Je pense en historien et je crois qu'il faut remonter au XVIIIe siècle pour voir les débuts de cet attachement des Français à leur langue. Au XVIIIe siècle, c'est le moment où les nations d'Europe ont pris conscience d'elles-mêmes, que la notion d'état-nation s'est constituée dans les mentalités européennes; à ce moment-là, on a commencé partout à identifier langue et nation et on a eu l'idée qu'une nation doit avoir sa langue et qu'une nation ne doit avoir qu'une seule langue. C'est une idéologie parce que l'on peut imaginer des nations multilingues, mais en Europe, et surtout en France, les gens ont pris l'habitude de penser qu'une nation multilingue n'est pas possible et qu'à une nation doit correspondre une langue et une seule. C'est ce qu'on a vu au moment de la Révolution: le grand slogan 'langue une, République une' a été proclamé et tout le monde a accepté cette notion.

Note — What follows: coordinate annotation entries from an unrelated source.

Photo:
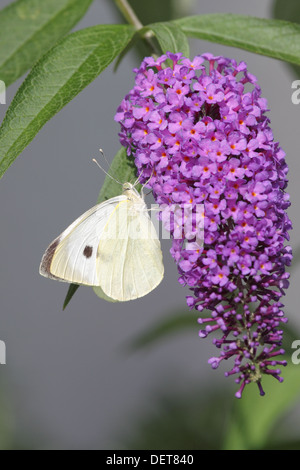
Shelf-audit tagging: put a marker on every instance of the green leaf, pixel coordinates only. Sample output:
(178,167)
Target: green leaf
(122,169)
(288,10)
(55,80)
(172,324)
(170,37)
(154,11)
(254,416)
(273,38)
(29,28)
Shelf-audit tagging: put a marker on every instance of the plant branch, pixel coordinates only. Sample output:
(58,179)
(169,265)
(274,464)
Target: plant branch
(132,19)
(129,14)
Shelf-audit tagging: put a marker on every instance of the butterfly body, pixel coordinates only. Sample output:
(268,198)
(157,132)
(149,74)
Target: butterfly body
(113,247)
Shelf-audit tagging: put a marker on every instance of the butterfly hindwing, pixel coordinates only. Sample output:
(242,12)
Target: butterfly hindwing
(129,264)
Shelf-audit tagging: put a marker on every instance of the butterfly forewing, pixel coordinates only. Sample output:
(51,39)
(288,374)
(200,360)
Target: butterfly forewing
(72,256)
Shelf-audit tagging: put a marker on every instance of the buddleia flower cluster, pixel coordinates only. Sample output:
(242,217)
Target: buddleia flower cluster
(199,129)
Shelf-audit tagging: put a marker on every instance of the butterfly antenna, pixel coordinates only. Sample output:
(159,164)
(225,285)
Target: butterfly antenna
(108,164)
(107,174)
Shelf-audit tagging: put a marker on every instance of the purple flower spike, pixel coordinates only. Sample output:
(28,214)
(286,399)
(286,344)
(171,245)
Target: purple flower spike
(199,131)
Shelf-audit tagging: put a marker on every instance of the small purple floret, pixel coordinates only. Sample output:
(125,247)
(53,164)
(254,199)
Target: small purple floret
(200,132)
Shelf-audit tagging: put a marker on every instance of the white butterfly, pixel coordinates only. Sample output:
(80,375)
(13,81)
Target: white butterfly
(113,247)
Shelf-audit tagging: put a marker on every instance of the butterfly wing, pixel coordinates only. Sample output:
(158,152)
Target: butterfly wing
(72,256)
(129,261)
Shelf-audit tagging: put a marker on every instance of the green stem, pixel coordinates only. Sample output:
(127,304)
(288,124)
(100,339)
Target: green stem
(129,14)
(132,19)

Avant la Révolution, l'état féodal était un assemblage de provinces et de régions, chacune ayant sa culture, sa langue, même ses systèmes de justice qui étaient particuliers à la province; la France de l'Ancien Régime était donc une confédération de provinces qui était unie seulement par sa fidélité au roi.

Une fois qu'on a aboli la monarchie, une fois qu'on a décapité le roi, on a, dans un sens, décapité la nation, parce qu'il n'y avait plus de symboles réunissant tout le monde, et la Révolution a cherché tout de suite à remplacer le symbole qu'incarnait le roi par d'autres symboles, en particulier la langue. Ce qui faisait l'identité de la nouvelle République c'est le fait que tous les citoyens parlaient français. Mais ce n'était pas vrai. L'Abbé Grégoire a fait une enquête par correspondance dans toutes les provinces de la nouvelle République et il a trouvé, qu'en fait, peu de citoyens parlaient français, d'où cette politique d'assimilation linguistique qu'ont menée tous les gouvernements pour obliger les citoyens, les Basques, les Occitans, les Bretons etc. à parler français, pour que l'idéologie 'langue une, nation une' devienne une réalité; depuis la Révolution, cette identité 'langue et nation' est tellement ancrée dans les esprits que les Français ont maintenant un peu de mal à ne pas penser que déclin de la langue française égal déclin de la France, puisque France et français sont conçus comme étant la même chose.

Je crois que c'est pour des raisons historiques que les Français ont un attachement particulier pour leur langue, attachement qu'on ne trouve pas chez les Espagnols, chez les Italiens, chez les Allemands, encore moins chez les Anglais; mais pour les Français il est vrai que cela joue un rôle essentiel.